The neighbor’s koi pond was large, about eight feet in diameter, with a school of sizeable koi huddling in confusion opposite the large, wet haunches of a distressed dog. “He wouldn’t let me get him out,” the neighbor reiterated, and as I assessed the situation, I realized that I had worn booty shorts for a reason.

My shoes had come on at some point in the ordeal, and my shoes quickly came off. I put my right leg into the pond, the very cold water up to my hemline, and in a display of strength befitting a much younger woman headed to a caber tossing competition, I effortlessly flipped Buddy like a light projectile onto the neighbor’s yard. The whole rescue — from the initial trespass to the flip to the ensuing profuse apologies — lasted under a minute, and as Chris was walking into the yard, Buddy, the alerting neighbor, and I were walking out. Buddy was tethered to the wet leash my neighbor had provided, but he really didn’t need any restraint.

Buddy — cold, wet, undoubtedly hungry Buddy — was smiling, with Chris to his left and me to his right on the slow trot home.

As we sauntered along, the overpowering smell of wet dog wafting up, all I could think of was this: Who will love me when I get old? Who will be there for me? Buddy was not mine in his needy years as a puppy, and he is making up for it in the twilight of his life. It causes, shall we say, a number of inconveniences and annoyances that make it easy to forget how hard these days can be for him. I try to respond with kindness, even at 4:28 in the morning, even when my right leg is freezing cold in a stranger’s koi pond. I try to keep with me the memory of a recent walk in the park across the street, when I was six feet away but a bewildered and almost panicked Buddy had no idea where I was. I just try, with varying degrees of success, but at least I try.

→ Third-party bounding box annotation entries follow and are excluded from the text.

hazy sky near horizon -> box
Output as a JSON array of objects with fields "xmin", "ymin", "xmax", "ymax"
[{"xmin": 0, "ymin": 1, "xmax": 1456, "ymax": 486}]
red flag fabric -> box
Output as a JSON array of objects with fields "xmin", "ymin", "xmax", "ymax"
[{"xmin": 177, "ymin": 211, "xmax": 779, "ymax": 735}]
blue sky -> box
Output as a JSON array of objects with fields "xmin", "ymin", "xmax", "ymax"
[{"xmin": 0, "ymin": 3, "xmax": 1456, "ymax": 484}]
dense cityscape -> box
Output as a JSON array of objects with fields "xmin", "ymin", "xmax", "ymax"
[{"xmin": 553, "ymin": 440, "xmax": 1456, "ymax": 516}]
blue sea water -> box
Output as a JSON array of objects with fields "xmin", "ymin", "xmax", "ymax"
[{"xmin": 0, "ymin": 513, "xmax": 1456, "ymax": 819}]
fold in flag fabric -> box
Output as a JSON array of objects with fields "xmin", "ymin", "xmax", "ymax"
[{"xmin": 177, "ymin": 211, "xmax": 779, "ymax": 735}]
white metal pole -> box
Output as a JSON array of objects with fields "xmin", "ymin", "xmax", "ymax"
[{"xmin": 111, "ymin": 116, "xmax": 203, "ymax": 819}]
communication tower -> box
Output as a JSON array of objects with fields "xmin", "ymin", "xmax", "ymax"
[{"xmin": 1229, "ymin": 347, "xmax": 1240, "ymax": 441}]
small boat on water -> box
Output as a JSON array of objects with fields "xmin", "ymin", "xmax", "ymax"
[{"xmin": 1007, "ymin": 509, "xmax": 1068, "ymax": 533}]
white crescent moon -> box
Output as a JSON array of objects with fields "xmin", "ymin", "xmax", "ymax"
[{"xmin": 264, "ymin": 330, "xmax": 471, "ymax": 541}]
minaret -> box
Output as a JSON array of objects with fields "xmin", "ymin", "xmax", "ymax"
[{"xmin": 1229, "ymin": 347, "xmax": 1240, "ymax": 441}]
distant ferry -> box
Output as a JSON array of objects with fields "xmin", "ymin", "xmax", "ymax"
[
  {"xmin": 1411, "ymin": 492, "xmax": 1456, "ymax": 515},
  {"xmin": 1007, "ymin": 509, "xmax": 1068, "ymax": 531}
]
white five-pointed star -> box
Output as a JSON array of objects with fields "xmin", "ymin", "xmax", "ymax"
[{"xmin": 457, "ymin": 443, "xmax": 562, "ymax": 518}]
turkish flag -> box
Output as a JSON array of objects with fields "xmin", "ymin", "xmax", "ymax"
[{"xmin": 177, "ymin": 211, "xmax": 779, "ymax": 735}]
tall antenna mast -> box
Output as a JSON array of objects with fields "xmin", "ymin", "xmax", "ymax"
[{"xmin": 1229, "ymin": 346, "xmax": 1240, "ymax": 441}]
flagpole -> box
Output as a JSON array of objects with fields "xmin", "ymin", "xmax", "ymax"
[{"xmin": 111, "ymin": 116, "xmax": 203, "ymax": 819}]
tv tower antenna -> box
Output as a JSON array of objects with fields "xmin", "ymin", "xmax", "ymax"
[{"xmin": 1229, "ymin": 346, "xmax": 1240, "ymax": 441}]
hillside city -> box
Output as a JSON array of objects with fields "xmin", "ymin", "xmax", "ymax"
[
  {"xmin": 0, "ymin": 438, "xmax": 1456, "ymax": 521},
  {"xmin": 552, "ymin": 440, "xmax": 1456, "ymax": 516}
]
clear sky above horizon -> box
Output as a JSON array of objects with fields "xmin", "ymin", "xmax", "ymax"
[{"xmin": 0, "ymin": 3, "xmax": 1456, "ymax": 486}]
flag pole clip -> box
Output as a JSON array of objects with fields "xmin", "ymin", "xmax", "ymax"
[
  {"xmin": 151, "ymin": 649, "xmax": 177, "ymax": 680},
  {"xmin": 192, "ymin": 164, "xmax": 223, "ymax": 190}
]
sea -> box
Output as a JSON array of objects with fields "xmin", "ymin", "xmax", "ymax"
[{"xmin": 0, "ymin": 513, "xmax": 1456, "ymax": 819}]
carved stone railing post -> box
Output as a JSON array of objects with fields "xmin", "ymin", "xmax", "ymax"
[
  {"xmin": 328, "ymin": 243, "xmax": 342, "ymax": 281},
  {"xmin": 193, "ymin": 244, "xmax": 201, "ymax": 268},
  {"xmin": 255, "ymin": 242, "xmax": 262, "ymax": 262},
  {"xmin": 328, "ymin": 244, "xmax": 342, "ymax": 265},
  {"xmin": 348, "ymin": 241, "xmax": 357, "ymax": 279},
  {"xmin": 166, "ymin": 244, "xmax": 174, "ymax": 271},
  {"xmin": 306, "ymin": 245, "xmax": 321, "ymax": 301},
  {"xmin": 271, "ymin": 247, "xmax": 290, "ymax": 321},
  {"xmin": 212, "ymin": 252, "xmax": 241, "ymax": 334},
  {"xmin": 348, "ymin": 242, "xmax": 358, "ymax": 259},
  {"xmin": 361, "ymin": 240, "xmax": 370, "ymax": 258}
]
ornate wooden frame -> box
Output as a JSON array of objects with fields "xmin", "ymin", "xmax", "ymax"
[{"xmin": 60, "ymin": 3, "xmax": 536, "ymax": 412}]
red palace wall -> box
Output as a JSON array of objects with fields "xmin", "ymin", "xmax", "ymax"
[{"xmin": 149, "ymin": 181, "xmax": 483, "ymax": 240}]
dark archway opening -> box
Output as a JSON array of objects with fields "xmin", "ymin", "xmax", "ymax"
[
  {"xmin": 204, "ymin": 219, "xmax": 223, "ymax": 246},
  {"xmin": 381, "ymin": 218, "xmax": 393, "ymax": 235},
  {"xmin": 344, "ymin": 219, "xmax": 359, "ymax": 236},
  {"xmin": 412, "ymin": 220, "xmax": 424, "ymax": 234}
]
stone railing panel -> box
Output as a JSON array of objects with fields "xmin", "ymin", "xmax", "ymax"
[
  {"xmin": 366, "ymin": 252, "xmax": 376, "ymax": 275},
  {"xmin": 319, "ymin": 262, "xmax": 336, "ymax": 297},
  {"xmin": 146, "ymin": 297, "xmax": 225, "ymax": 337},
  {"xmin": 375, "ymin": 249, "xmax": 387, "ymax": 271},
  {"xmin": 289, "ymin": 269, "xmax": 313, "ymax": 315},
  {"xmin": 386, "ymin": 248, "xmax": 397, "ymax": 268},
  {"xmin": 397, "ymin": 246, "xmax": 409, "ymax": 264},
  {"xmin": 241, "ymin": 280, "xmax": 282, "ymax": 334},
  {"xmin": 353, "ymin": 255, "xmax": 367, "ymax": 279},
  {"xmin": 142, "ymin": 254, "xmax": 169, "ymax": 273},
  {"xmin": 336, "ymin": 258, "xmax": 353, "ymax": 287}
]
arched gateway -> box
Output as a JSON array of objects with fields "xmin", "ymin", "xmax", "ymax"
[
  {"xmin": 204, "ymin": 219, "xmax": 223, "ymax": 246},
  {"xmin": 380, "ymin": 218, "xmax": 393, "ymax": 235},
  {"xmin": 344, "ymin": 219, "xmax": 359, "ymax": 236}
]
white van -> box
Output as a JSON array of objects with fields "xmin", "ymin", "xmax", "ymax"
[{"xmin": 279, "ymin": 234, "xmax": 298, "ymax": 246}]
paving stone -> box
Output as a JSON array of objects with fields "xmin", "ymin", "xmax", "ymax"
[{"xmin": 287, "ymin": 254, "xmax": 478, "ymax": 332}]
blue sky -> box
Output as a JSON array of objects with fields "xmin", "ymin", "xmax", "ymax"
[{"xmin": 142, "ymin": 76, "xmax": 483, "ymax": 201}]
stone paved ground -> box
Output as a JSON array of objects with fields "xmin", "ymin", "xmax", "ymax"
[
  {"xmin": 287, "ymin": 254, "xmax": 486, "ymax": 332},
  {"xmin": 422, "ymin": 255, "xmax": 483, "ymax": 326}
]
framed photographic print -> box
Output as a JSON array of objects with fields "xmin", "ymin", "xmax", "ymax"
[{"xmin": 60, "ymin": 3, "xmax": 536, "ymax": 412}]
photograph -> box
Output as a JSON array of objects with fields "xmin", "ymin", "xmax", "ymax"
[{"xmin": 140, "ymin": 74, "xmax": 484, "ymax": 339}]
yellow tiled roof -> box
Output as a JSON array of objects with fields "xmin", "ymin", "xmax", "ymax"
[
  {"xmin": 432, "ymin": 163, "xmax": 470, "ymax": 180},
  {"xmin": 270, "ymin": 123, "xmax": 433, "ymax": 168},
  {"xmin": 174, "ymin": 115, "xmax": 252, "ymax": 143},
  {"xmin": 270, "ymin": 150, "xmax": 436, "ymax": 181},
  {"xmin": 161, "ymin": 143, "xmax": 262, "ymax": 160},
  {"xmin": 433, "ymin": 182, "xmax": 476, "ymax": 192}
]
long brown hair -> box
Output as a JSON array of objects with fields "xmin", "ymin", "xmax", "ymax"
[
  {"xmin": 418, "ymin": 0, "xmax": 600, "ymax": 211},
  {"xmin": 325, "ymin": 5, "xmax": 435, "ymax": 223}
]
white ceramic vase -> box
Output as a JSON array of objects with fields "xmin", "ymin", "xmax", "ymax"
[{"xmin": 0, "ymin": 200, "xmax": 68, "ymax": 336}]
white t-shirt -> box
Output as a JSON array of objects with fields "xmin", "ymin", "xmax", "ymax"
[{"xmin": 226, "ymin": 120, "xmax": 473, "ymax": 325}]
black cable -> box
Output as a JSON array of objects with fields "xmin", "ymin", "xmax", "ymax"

Given that I cause my own fair share of inconveniences and annoyances, I am grateful that I am on the trying end of others, too.

The mystery of Buddy’s disappearance was solved when we got home: in this weekend’s flurry of home improvement, a latch on the picket fence had not been closed. Buddy had wedged himself improbably through a side gate, into a courtyard, and out into freedom. He launched himself into the night, chasing a memory of his youth, feeling the years melt away. He wandered on a lark. He got thirsty. He found a pond — an unknowing luxury provided by strangers — and when he leaned over for a drink, he tipped in. He called for help, and even though it took a while, the people he loves came running. He made it home to his own patch of sunlight, to the spot he loves, and he slept the sleep of the dead.

I thought again, Who will love me when I get old? And in answer to my silent question, Chris asked if he could make my breakfast. He started clanging pots and pulling out bacon and eggs, and I had my answer. But to my surprise, I found myself declining his offer. Get some sleep, I said. The bed is still warm. The room is wonderfully noisy. And sure enough, I found him there later, not a care in the world.

ALC

4 thoughts on “4:28 a.m.

  1. Liz

    What I took away from this story is that we are kindred spirits for the mere reason that (indecent) booty shorts are my preferred workout gear. 😀

    (I have, as of yet, not scarred anyone, but I make a very large effort to keep it that way, esp. since the neighbors have young children.)